The state DOT Commission approved an additional $775 million for this fiscal year for an “accelerated pavement improvement program,” the seventh year of the program, according to the agency’s website.

In her written 2023 “State of South Carolina’s Road and Bridge Network” report, Hall listed 199 bridges as having been “completed” – though the funding sources weren’t identified – with another 75 bridges “under construction,” contending that a five-year, $200 million annual “surge” in bridge funding was needed. DOT maintains more than 8,400 bridges statewide.

But The Nerve’s latest review of DOT records found that as of Nov. 30, $28 million, or less than 1%, of the $3.82 billion in total project “commitments” under the gas-tax-hike law was designated for “additional bridge projects.” Those records show that out of 25 designated bridge projects statewide, only three have been completed – one each in Anderson, Charleston and York counties.

The Nerve’s review also found a relatively slow pace of completing road projects.
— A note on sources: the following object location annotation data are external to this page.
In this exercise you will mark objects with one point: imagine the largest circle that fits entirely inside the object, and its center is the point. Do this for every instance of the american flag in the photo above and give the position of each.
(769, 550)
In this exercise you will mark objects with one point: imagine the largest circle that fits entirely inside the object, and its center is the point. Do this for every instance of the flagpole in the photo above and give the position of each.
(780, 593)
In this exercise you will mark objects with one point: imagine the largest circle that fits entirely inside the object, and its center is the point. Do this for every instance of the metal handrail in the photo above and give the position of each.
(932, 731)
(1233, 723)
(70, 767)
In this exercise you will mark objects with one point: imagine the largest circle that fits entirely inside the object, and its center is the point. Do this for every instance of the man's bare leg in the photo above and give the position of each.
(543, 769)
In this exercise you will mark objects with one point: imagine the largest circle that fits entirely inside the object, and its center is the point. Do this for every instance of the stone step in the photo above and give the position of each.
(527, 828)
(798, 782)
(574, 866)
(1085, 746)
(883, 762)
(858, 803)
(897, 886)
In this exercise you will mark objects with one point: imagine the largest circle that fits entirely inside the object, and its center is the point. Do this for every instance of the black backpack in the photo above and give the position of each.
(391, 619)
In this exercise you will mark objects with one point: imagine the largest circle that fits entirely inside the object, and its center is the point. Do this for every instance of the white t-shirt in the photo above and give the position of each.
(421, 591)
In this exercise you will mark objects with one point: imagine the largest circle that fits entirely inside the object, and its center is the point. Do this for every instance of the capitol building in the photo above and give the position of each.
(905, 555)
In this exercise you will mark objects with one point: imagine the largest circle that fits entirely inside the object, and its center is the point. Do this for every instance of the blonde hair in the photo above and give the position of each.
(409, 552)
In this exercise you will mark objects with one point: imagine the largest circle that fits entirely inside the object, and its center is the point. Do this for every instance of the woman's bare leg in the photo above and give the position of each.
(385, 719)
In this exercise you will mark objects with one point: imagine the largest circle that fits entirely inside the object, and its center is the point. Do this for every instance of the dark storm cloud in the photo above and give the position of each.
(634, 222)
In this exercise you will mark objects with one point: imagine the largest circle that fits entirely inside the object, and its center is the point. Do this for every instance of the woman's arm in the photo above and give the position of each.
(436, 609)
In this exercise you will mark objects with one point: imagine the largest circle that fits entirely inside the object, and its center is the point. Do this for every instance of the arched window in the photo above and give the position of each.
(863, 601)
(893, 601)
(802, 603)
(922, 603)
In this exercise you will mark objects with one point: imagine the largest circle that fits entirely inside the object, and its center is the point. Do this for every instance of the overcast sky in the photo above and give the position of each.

As of Nov. 30, the total value of completed “pavements” projects in the state’s 46 counties was $1.26 billion, which represented 40.3% of the total $3.13 billion in estimated preliminary and construction costs of all projects in that category.

Thirty-four counties fell below the 50% completion mark, including the larger counties of Spartanburg (25%), Greenville (32.3%), Richland (38.3%), Horry (47.6%) and York (47.6%).

And the total approximately 7,750 miles of designated “pavements” projects statewide as of Nov. 30 represented less than 25% of the total miles of roads that DOT says has to be repaved or rebuilt.

In announcing his version of the state budget for fiscal year 2024-25, which starts July 1, McMaster recommended that the Republican-controlled Legislature pass stand-alone legislation that would “reallocate” at least $500 million from the state Homestead Exemption Fund to DOT for emergency bridge replacement and repairs. It was the single-largest proposed expenditure listed under his “Executive Budget Highlights.”

Lawmakers in 2006 passed a law eliminating all school operating property taxes for owner-occupied homes and increasing the state sales tax by a penny to make up the difference, with those revenues to be deposited in the Homestead Exemption Fund. In recent years, the fund has recorded a surplus, with an estimated total balance of $568.5 million by June 30, increasing to a projected $650.4 million by the end of next fiscal year, based on figures from the state Revenue and Fiscal Affairs Office.

McMaster proposed using $550 million, mainly in other state surplus funds, for the current fiscal year for bridge maintenance, though lawmakers rejected that plan in passing their respective budget versions. Instead, lawmakers in one week last March passed an amended resolution – with McMaster’s signature – designating $1.29 billion in projected and actual state surplus funds to bring a Scout Motors electric-vehicle assembly plant to South Carolina.

As The Nerve last year pointed out, the nearly $1.3 billion works out to be approximately $240 for every man, woman and child in the state. Looking at it another way, it represents more than 90% of the surplus as of Nov. 30 in gas-tax-hike revenues that are supposed to be used to fix deteriorating roads and bridges statewide.

McMaster’s proposed total state budget for next fiscal year is $40.88 billion, with includes state, federal and “other” funds. The 124-member House currently is crafting its own budget version for fiscal 2025, which likely will be changed by the 46-member Senate, with differences to be worked out in a conference commitment before going to McMaster for his veto consideration.

This fiscal year’s total state budget is $41.07 billion. The South Carolina Policy Council – the parent organization of The Nerve – has proposed that any increase in the state’s general fund for fiscal 2025 be limited to the rate of population growth plus inflation.